Em outras palavras, segundo o precedente do STF, o DIFAL só poderá ser exigido em 2022 após a edição de lei complementar federal prevendo tal cobrança, o que deve ser acompanhado de lei estadual instituindo a cobrança do imposto no âmbito de cada um dos Estados.
Foi justamente por esse motivo que contribuintes acompanharam com preocupação o trâmite do PL 32/21, que prevê a edição de lei complementar instituindo o DIFAL. Apesar de aprovado pelo Congresso Nacional nas duas Casas Legislativas no final do mês de dezembro, a nova Lei Complementar não foi sancionada pelo Presidente da República em 2021.
Portanto, a aprovação do PL 32/21 no ano de 2022 irá atender à exigência do STF no julgamento do Tema 1.093, mas eventuais leis estaduais que forem instituídas em 2022 para a cobrança do DIFAL somente poderão entrar em vigor em 2023, tendo em vista que o ICMS é imposto que se sujeita à anterioridade anual.
Apesar disso, notamos que a cobrança do DIFAL em 2022 é assunto que vem sendo acompanhado de perto pelos Estados, que têm todo o interesse em manter a arrecadação do imposto no ano corrente. É o caso, por exemplo, do Estado de São Paulo, que em 13 de dezembro de 2021 editou a lei 17.470/21, alterando a lei 6.374/89 para expressamente prever a cobrança do DIFAL antes mesmo da publicação de lei complementar federal instituindo a exigência.
E a pergunta que fica é: é constitucional a edição de lei estadual prevendo a cobrança de imposto antes da publicação de lei complementar federal regulando o assunto, como exigiu o STF no julgamento do Tema 1.093?

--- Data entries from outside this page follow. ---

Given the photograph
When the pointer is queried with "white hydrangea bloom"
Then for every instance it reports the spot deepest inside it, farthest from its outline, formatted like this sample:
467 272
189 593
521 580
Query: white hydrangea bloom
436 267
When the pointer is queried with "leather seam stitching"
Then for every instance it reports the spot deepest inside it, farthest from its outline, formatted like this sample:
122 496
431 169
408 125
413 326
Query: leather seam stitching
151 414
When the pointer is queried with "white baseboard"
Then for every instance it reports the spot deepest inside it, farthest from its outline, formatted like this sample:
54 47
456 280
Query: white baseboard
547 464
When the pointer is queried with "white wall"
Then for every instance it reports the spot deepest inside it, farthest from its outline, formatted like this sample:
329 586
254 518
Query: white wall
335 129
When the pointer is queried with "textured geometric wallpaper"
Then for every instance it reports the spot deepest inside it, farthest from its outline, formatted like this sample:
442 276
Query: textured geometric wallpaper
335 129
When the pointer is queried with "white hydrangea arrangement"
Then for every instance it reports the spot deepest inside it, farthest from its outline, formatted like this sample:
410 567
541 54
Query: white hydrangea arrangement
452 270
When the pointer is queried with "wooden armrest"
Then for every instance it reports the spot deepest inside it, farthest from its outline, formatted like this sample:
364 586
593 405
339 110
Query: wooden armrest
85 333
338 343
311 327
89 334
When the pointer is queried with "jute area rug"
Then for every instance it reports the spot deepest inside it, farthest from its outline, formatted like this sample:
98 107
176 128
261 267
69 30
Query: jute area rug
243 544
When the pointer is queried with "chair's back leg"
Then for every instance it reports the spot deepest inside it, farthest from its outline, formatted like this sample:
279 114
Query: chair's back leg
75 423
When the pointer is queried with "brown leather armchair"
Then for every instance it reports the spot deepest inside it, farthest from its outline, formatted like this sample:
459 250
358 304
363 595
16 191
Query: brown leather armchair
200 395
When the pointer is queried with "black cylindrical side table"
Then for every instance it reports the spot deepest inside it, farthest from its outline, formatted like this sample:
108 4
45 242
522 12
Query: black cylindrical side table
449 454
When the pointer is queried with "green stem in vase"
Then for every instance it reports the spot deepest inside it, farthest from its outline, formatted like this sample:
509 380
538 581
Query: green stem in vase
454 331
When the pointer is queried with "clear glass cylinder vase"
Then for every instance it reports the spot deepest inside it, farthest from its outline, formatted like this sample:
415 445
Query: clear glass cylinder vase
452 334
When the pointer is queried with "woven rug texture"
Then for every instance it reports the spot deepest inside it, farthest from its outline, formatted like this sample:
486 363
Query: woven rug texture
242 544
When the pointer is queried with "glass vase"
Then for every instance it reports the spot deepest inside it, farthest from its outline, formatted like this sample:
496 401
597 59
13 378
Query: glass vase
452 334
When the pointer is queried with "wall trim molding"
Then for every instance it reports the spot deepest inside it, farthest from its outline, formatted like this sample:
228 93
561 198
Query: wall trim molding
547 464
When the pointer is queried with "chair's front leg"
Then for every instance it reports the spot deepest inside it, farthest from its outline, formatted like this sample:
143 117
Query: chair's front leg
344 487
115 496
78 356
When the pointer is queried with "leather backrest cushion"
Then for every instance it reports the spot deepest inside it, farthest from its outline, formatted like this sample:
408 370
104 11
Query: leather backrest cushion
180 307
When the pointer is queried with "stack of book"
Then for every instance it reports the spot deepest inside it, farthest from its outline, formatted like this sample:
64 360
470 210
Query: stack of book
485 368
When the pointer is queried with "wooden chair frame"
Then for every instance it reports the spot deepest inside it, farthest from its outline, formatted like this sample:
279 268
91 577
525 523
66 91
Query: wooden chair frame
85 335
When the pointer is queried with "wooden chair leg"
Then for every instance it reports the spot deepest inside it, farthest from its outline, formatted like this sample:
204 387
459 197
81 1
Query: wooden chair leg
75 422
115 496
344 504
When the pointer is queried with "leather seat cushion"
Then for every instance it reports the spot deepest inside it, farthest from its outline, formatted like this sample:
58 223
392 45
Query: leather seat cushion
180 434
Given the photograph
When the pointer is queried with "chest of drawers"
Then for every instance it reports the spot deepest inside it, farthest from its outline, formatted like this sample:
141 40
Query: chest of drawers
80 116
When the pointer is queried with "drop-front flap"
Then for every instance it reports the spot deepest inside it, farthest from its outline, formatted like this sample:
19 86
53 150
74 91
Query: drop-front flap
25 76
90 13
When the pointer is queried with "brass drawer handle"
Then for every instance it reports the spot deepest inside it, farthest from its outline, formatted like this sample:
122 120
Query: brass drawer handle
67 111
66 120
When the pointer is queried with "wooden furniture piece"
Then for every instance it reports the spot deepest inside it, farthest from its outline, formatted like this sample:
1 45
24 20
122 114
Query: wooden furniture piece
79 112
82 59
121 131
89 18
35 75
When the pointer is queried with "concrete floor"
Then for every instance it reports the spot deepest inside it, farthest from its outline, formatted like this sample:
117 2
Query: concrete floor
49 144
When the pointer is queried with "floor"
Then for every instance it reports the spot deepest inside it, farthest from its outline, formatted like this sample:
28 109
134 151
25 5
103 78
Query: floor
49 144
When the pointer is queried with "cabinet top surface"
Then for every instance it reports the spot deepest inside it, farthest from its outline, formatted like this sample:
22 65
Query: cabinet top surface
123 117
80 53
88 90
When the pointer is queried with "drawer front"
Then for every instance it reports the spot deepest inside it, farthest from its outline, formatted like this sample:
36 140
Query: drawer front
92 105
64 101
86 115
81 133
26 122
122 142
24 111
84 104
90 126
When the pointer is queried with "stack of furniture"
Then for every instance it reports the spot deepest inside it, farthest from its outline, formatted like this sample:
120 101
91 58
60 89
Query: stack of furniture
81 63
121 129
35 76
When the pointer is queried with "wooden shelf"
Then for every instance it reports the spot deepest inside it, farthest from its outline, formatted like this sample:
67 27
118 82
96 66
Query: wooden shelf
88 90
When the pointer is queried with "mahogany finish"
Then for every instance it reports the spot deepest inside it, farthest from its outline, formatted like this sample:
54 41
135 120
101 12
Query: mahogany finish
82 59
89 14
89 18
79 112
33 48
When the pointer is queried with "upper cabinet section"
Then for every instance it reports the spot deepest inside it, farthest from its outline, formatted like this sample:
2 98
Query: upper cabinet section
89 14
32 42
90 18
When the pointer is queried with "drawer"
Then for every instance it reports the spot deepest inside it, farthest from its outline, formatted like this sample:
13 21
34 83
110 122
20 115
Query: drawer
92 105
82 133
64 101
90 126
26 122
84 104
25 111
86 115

Apesar de nos parecer que a resposta à pergunta acima seria negativa, chamamos a atenção para o julgamento do RE 1.221.330, realizado em junho de 2020 pelo STF, quando se decidiu, em situação análoga à do DIFAL, que lei estadual que institui a cobrança de imposto antes da edição de lei complementar tratando do assunto não seria inconstitucional, mas teria a sua vigência postergada para a data em que foi (no caso do DIFAL, será) publicada a lei complementar.
Trazendo o racional da Suprema Corte no RE 1.221.330 para o caso do DIFAL, a lei 17.470/21 não seria inconstitucional, mas teria a sua vigência postergada para o momento em que a lei complementar federal for publicada. E a vantagem do Estado de São Paulo é justamente o fato de que a lei 17.470/21 foi publicada em 2021, sendo possível, portanto, a cobrança do DIFAL por São Paulo em 2022, desde que (i) publicada a lei complementar federal tratando do assunto e (ii) obedecido o princípio da anterioridade nonagesimal, também aplicável ao ICMS. Isso, porque o requisito da anterioridade anual estaria cumprido nesta situação específica.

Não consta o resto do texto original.